Our Perspectives on the Latest Issues
Sustainable agriculture, forestry, and clean water take center stage this week as the Farm Bill debates begin in the House of Representatives in Washington, D.C.
The Farm Bill is the largest federal source of conservation funding on private and public land. Over the past half-century, the Farm Bill has done much to support landowners and farmers in Pennsylvania who want to improve water quality and conserve wildlife habitat on their lands. The current Farm Bill’s (Agriculture and Nutrition Act of 2014) authorization expires at the end of September, and the legislation currently under consideration would provide funding through 2023.
The House is poised to push through and vote on the House version of the Farm Bill later this week. In what is typically a bipartisan effort to craft legislation to help our farmers, low-income communities, and conservation work every four years, this bill is ideological and harmful. It is problematic due to its cuts in protections and funding for the environment and conservation along with draconian work requirements for recipients of the SNAP program.
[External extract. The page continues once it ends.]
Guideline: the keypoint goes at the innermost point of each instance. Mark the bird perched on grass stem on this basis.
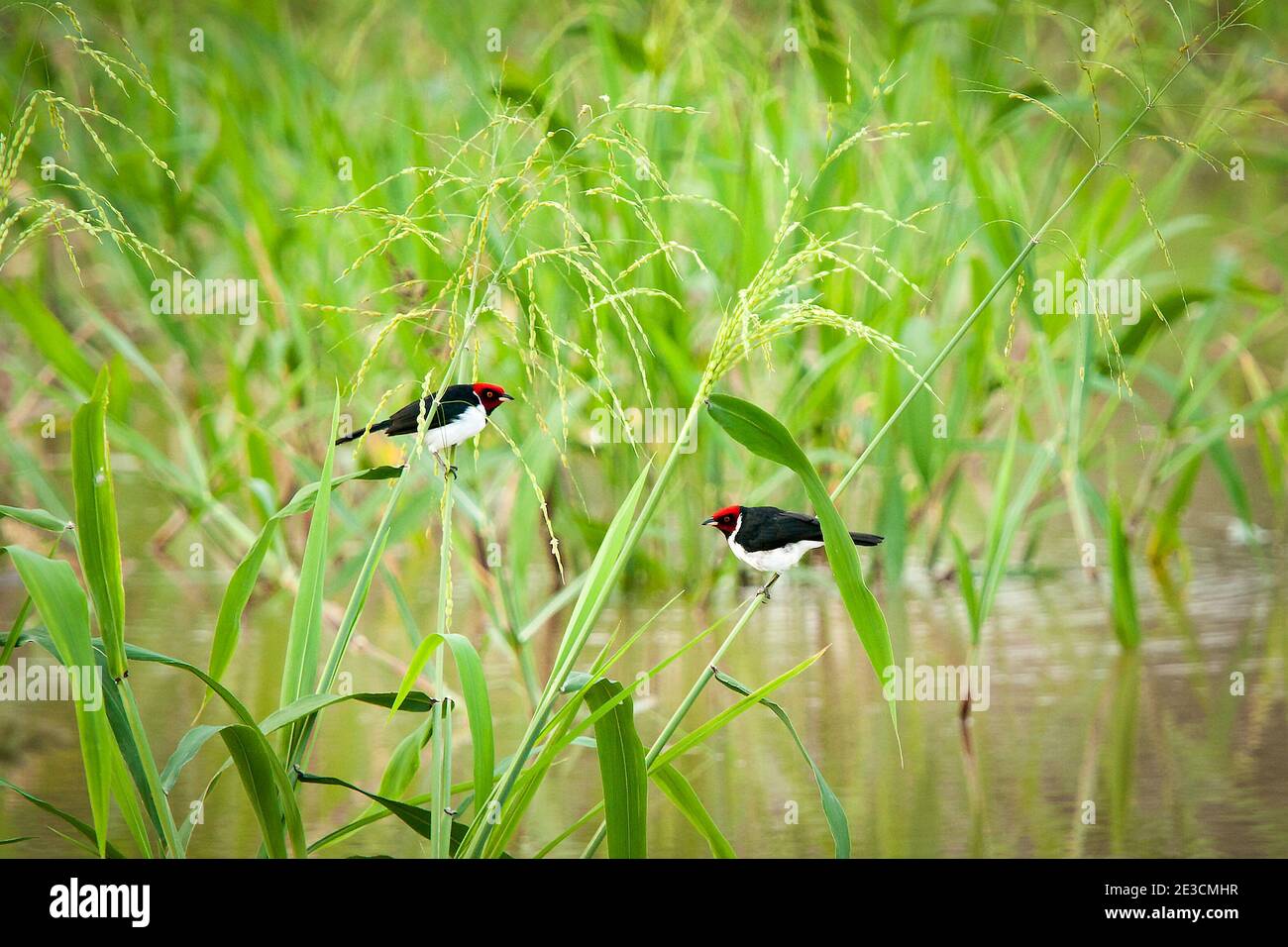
(773, 540)
(462, 412)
The Agriculture and Nutrition Act of 2018 (H.R. 2) is replete with attacks on bedrock environmental laws and America’s national forests. The House Farm Bill includes numerous categorical exemptions from public input and environmental review on forestry projects and incentivizes logging over clean water, recreation, and wildlife. Further, H.R. 2 undermines the National Environmental Policy Act.
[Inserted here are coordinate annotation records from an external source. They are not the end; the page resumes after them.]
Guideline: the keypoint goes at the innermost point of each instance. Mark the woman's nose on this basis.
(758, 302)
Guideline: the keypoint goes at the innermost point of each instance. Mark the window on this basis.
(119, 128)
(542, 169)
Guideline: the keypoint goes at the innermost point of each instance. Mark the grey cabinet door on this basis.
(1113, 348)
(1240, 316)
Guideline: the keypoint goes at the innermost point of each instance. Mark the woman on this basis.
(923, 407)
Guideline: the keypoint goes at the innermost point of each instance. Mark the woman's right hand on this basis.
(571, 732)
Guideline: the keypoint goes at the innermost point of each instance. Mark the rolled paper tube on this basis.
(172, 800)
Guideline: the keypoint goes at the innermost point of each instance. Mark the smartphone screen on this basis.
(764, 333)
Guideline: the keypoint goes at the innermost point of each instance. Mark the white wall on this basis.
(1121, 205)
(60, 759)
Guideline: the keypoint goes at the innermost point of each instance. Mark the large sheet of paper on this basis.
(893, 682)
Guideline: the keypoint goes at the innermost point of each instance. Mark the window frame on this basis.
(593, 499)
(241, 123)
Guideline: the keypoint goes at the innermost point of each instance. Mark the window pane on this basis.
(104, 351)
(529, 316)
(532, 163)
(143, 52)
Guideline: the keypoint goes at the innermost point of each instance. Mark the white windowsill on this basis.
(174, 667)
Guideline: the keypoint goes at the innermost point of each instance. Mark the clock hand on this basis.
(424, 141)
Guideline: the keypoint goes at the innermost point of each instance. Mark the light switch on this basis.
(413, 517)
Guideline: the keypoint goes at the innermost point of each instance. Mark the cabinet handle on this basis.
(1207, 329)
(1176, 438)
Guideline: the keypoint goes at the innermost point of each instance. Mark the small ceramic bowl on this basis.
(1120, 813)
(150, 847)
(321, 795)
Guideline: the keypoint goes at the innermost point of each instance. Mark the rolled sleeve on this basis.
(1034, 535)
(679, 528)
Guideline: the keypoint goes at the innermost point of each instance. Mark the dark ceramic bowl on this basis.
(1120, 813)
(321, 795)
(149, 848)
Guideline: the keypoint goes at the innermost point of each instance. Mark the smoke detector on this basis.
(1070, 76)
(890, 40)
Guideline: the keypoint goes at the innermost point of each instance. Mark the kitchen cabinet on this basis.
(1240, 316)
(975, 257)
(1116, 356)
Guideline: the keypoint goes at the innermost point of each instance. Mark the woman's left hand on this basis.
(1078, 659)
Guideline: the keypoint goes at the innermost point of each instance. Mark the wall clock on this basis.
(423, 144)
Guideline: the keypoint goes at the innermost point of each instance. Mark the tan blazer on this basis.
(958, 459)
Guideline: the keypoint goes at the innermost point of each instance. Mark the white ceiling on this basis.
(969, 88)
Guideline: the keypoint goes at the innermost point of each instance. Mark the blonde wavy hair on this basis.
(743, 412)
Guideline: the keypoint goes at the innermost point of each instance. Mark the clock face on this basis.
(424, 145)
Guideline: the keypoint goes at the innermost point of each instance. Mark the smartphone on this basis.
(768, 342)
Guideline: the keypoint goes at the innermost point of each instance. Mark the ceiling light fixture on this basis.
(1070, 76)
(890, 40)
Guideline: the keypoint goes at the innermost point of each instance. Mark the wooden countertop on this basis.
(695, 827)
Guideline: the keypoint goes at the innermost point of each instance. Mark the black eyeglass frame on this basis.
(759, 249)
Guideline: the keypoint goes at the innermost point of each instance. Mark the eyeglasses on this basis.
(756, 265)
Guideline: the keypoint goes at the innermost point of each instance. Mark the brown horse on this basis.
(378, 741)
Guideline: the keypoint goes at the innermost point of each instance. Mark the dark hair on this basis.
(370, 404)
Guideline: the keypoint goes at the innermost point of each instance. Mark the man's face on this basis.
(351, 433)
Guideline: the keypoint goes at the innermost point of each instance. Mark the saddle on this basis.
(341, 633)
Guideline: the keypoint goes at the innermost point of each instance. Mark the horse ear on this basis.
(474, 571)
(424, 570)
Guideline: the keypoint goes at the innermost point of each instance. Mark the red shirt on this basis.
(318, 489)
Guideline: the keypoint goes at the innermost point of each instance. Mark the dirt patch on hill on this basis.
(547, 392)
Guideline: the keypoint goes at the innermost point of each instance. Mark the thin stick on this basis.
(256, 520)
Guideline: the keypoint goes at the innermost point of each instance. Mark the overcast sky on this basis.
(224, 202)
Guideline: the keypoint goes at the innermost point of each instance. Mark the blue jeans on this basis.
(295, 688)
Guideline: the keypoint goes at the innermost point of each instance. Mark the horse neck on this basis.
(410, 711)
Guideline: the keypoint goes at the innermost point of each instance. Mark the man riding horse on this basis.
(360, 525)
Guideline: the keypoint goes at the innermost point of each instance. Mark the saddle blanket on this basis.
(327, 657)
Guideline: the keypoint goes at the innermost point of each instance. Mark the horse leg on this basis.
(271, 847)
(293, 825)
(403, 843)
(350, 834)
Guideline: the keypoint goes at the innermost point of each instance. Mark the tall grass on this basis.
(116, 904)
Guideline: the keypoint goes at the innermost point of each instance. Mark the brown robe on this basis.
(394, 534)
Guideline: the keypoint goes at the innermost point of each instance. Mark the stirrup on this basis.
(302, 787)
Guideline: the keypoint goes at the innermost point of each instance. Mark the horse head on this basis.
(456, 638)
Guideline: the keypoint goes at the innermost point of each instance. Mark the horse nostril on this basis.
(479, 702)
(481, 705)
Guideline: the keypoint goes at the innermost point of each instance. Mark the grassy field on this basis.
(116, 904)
The bill goes back on a long-sought-after and hard-won bipartisan fire funding compromise signed into law only a few months ago as a part of the Fiscal Year 2018 Omnibus Appropriations Act. This partisan, one-sided farm bill goes on to attack the Roadless Area Conservation Rule by creating a loophole that allows logging and costly road-building in protected and precious roadless forest areas, such as parts of Pennsylvania’s Allegheny National Forest in the northwest.
H.R. 2 also attacks the Endangered Species Act by removing a requirement for expert consultation regarding endangered species and critical habitat. We need the Forest Service to consider how water, soil, and wildlife are affected by large-scale projects – not cut back on protections and reviews to favor the industry. We must keep public lands in public hands. All Americans deserve a say in how these lands are managed, not just those out to make a buck.
As it stands, the House bill’s conservation title is a solid start, but it could be stronger. We are pleased with the five million acre increase in the conservation reserve program, the increase in funding for the easement program and the continuation of the Regional Conservation Partnership Program. However, the bill cuts nearly $800 million from the conservation title over a ten-year period—this funding needs to be restored.
Please ask your Member of Congress and Senators Bob Casey and Pat Toomey to oppose the House Farm Bill (H.R. 2) federal forestry provisions and to speak out publicly against the egregious attacks on American’s wild national forests. We ask that our Representatives and Senators work towards a bipartisan bill with strong forestry and conservation titles that are free from provisions that will put in jeopardy our lands, water, and wildlife.